Following on the economics train of thought, I am forwarding the following "news" item (or, I should say "non-news" to our group). I came across this summary piece on the economics of ecological services on one of my list-servers. It is very interesting to me that the original study appeared in Nature, which means it may have some potentially serious policy clout. However, it never ceases to amaze me how we need scientific/economic rational "proof" that nature has economic value, especially in light of the obviously untestable numbers cited below. And they called it "science".... but here's our long-awaited "proof" for all the sceptics out there [see below].

Cheers, and looking forward to putting faces to your names,

Nina-Marie

 

ECOSYSTEMS PROVIDE VALUABLE "SERVICES" WORTH $33 TRILLION, STUDY FINDS

newsclip

The "services" of the earth's ecosystems "represent part of the total economic value of the planet," and are valued at $33 trillion per year, according to an article by 13 ecologists, economists, and geographers in Nature (May 15, 1997). "Because ecosystem services are not fully 'captured' in commercial markets or adequately quantified in terms comparable with economic services and manufactured capital, they are often given too little weight in policy decisions," the authors wrote. "This neglect may ultimately compromise the sustainability of humans in the biosphere. The economies of the Earth would grind to a halt without the services of ecological life-support systems, so in one sense their total value to the economy is infinite."

Among the 17 services provided by ecosystems are nutrient cycling, including "nitrogen fixation, N, P, and other elemental or nutrient cycles" (valued at $17 trillion); erosion control and sediment retention, including "prevention of loss of soil by wind, runoff, or other removal processes, and storage of silt in lakes and wetlands;" soil formation, including "weathering of rock and the accumulation of organic material;" pollination, including "provisioning of pollinators for the reproduction of plant populations;" biological control, including "keystone predator control of prey species;" and genetic resources, including "medicine; products for materials science; genes for resistance to plant pathogens and crop pests; pets; ornamental species; and horticultural varieties of plants."

According to an article about the study in The New York Times (May 20, 1997), "nature performs a long list of other economic services as well.

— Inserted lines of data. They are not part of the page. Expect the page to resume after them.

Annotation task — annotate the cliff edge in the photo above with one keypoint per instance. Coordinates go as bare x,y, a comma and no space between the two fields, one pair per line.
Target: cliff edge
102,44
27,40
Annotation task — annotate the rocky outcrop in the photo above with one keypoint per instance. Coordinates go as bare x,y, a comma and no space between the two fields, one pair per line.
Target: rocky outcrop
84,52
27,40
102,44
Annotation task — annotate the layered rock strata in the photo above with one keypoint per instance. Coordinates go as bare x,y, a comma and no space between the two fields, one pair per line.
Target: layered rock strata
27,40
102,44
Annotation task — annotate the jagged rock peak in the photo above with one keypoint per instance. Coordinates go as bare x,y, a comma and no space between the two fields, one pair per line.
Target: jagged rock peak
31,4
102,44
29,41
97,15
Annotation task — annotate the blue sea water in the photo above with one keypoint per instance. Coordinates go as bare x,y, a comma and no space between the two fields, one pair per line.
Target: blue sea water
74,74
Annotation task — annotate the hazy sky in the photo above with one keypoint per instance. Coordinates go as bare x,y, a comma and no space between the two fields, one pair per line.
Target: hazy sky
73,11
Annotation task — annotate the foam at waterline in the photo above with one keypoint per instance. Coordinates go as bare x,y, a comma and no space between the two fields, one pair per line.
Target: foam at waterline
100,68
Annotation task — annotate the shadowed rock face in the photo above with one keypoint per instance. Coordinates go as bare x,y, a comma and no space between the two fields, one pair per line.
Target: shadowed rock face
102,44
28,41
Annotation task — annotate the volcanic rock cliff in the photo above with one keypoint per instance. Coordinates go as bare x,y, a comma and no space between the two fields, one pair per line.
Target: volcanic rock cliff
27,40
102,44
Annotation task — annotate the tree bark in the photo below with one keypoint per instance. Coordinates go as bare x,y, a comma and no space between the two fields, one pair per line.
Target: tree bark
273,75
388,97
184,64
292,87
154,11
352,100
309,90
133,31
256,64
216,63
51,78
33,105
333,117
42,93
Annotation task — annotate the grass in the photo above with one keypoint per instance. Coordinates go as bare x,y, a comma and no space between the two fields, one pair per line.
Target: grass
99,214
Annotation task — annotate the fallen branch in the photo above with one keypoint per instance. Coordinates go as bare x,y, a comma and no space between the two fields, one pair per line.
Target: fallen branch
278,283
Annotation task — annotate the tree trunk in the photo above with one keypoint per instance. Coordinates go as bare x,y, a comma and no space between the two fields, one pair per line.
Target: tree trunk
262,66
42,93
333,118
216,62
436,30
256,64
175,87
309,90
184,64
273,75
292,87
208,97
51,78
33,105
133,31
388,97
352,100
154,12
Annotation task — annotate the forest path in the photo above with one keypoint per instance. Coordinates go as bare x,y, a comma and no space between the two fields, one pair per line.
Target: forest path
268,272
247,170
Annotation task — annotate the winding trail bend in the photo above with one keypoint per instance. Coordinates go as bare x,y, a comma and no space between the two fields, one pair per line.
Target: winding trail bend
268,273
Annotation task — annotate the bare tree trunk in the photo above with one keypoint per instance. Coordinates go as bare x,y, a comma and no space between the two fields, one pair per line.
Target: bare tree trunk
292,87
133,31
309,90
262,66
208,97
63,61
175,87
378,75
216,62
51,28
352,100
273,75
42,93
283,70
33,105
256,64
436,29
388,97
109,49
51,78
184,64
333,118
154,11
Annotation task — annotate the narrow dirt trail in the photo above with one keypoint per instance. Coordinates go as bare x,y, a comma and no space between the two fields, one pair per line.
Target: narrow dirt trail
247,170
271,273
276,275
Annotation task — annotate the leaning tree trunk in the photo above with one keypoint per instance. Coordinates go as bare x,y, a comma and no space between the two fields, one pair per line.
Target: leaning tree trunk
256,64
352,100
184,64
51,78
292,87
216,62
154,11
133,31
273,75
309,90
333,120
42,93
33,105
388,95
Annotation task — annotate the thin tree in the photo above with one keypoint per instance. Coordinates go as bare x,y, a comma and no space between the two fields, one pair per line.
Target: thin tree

Flood control, soil formation, pollination, food and timber production, provision of the raw material for new medicines, recreational opportunities, and the maintenance of a favorable climate are among them."

One way to put a value on such services, according to Newsweek (May 26, 1997), "is to figure out what it would cost to substitute technological fixes for what nature does. Substituting chemical fertilizer for natural nitrogen fixation, for instance, would cost at least $33 billion a year. Growing crops without soil by substituting the hydroponic systems beloved of urban gardeners would cost $2 million per acre in the United States."